Advanced Topics¶
Saving and loading your project¶
In this example, we define a project_file
to store the configuration
parameters, corpus, and textnet. If the file exists, they are loaded from file;
else they are created and saved to file.
from pathlib import Path
import textnets as tn
working_dir = Path(".")
project_file = working_dir / "my_project.db"
if project_file.exists():
tn.params.load(project_file)
corpus = tn.load_corpus(project_file)
net = tn.load_textnet(project_file)
else:
my_params = {"seed": 42, "autodownload": True}
tn.params.update(my_params)
corpus = tn.Corpus(tn.examples.digitalisierung, lang="de")
net = tn.Textnet(corpus.noun_phrases(normalize=True))
tn.params.save(project_file)
corpus.save(project_file)
net.save(project_file)
This code would only require the corpus and textnet to be created once. Subsequent runs of the script could skip ahead to visualization or analysis. This saves time, but also helps ensure the reproducibility of results.
Using alternate community detection algorithms¶
By default, textnets will use the Leiden algorithm to find communities in bipartite and projected networks. You can, however, also use other algorithms.
(These examples assume that you have already created a bipartite Textnet
called net
.)
Implemented in igraph¶
When plotting a textnet, you can supply the arguments show_clusters
or
color_clusters
. These accept a boolean value, but you can also pass a
VertexClustering
, which is the data
structure used by igraph
.
If you want to use Blondel et al.’s multilevel algorithm to color the nodes of a projected textnet, you can do so as follows:
terms = net.project(node_type="term")
# initialize the random seed before running community detection
tn.init_seed()
part = terms.graph.community_multilevel(weights="weight")

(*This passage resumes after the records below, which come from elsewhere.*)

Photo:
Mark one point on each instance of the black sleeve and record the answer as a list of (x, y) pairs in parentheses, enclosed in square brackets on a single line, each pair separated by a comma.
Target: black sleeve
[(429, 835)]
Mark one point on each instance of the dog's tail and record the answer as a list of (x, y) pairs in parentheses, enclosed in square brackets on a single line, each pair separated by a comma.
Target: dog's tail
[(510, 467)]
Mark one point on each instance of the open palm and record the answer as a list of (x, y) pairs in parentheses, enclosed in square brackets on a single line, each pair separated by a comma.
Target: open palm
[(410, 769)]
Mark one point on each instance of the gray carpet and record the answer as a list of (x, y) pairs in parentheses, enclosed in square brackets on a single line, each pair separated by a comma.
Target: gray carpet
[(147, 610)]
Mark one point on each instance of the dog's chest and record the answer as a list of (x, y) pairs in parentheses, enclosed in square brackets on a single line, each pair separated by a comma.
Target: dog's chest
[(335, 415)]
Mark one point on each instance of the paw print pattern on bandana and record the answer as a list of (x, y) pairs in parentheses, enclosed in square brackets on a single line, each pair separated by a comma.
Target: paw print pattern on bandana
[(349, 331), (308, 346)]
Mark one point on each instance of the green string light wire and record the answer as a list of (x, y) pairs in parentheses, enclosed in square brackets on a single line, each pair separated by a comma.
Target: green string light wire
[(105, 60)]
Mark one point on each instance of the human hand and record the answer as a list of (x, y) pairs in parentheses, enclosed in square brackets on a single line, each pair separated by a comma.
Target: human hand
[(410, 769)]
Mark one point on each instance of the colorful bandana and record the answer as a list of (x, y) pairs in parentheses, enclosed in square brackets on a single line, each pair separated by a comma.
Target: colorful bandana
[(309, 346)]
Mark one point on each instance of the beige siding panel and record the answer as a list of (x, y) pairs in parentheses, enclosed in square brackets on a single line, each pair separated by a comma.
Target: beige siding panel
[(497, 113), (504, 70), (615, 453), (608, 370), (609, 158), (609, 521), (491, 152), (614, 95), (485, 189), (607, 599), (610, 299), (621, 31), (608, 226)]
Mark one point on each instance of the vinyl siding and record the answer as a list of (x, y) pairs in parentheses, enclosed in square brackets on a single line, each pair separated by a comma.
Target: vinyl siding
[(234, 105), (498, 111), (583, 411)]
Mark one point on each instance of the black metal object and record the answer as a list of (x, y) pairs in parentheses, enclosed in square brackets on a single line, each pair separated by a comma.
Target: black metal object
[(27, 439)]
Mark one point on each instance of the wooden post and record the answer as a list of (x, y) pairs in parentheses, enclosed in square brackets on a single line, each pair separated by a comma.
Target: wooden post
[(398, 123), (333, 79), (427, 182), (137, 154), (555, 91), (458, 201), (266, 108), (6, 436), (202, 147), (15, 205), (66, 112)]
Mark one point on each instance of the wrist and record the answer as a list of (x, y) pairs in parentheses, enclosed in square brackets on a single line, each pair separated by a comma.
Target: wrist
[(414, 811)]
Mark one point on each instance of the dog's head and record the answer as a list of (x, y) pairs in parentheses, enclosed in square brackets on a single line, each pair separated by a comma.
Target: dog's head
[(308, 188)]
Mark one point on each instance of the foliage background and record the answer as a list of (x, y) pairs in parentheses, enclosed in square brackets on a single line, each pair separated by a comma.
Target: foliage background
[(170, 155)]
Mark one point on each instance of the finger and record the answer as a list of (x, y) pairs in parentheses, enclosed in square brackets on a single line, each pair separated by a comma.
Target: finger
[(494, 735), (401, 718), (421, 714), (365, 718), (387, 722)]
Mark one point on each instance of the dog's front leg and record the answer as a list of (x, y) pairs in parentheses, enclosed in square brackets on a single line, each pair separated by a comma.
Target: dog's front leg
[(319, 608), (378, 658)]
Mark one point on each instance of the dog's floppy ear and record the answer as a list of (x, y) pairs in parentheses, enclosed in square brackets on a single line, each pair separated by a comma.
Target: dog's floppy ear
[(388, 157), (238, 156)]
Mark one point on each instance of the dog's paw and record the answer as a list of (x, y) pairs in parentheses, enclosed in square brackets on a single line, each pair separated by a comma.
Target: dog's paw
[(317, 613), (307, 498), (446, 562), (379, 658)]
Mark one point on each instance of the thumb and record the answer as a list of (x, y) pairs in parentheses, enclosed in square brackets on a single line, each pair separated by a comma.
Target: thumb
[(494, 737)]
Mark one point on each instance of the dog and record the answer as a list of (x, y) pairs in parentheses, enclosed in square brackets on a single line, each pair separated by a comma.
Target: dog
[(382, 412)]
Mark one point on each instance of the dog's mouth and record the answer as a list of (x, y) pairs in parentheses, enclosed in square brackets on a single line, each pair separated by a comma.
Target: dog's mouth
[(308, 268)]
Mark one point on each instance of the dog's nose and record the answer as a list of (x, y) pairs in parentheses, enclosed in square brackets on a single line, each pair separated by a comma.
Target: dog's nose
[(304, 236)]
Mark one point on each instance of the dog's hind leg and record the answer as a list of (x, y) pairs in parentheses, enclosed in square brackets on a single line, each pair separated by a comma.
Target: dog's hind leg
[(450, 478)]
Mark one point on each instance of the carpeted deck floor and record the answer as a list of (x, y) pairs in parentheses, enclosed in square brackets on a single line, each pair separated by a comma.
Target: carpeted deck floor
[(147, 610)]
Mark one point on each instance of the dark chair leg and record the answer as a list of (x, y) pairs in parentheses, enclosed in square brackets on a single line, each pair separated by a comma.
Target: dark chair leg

print("Modularity: ", terms.graph.modularity(part, weights="weight"))
terms.plot(label_nodes=True, color_clusters=part)
Alternately, we can also overwrite the textnet’s clusters
property:
terms.clusters = part
To return to the default (clusters detected by the Leiden algorithm), delete the clusters property:
del terms.clusters
Implemented in leidenalg¶
The leidenalg
package is installed as a dependency of textnets. It can
produce a variety of different partition types, and in some cases, you may want
to use a different one than the default. In this example, leidenalg
is
instructed to use the method of “asymptotic surprise” to determine the graph
partition.
import leidenalg as la
terms.clusters = la.find_partition(terms.graph,
partition_type=la.SurpriseVertexPartition,
weights="weight",
n_iterations=-1,
seed=tn.params["seed"])
After setting the clusters like this, you can plot the network as before. You can also output a list of nodes per partition:
terms.top_cluster_nodes()
Implemented in cdlib¶
The Community Discovery Library (cdlib)
implements a wide range of algorithms for community detection that aren’t
available in igraph
. Some of them are also able to perform community
detection on the bipartite network.
In order to run this example, you first have to install cdlib
.
from cdlib.algorithms import infomap_bipartite, paris
The first example applies the Infomap community detection algorithm to the bipartite network:
# initialize the random seed before running community detection
tn.init_seed()
bi_node_community_map = infomap_bipartite(net.graph.to_networkx()).to_node_community_map()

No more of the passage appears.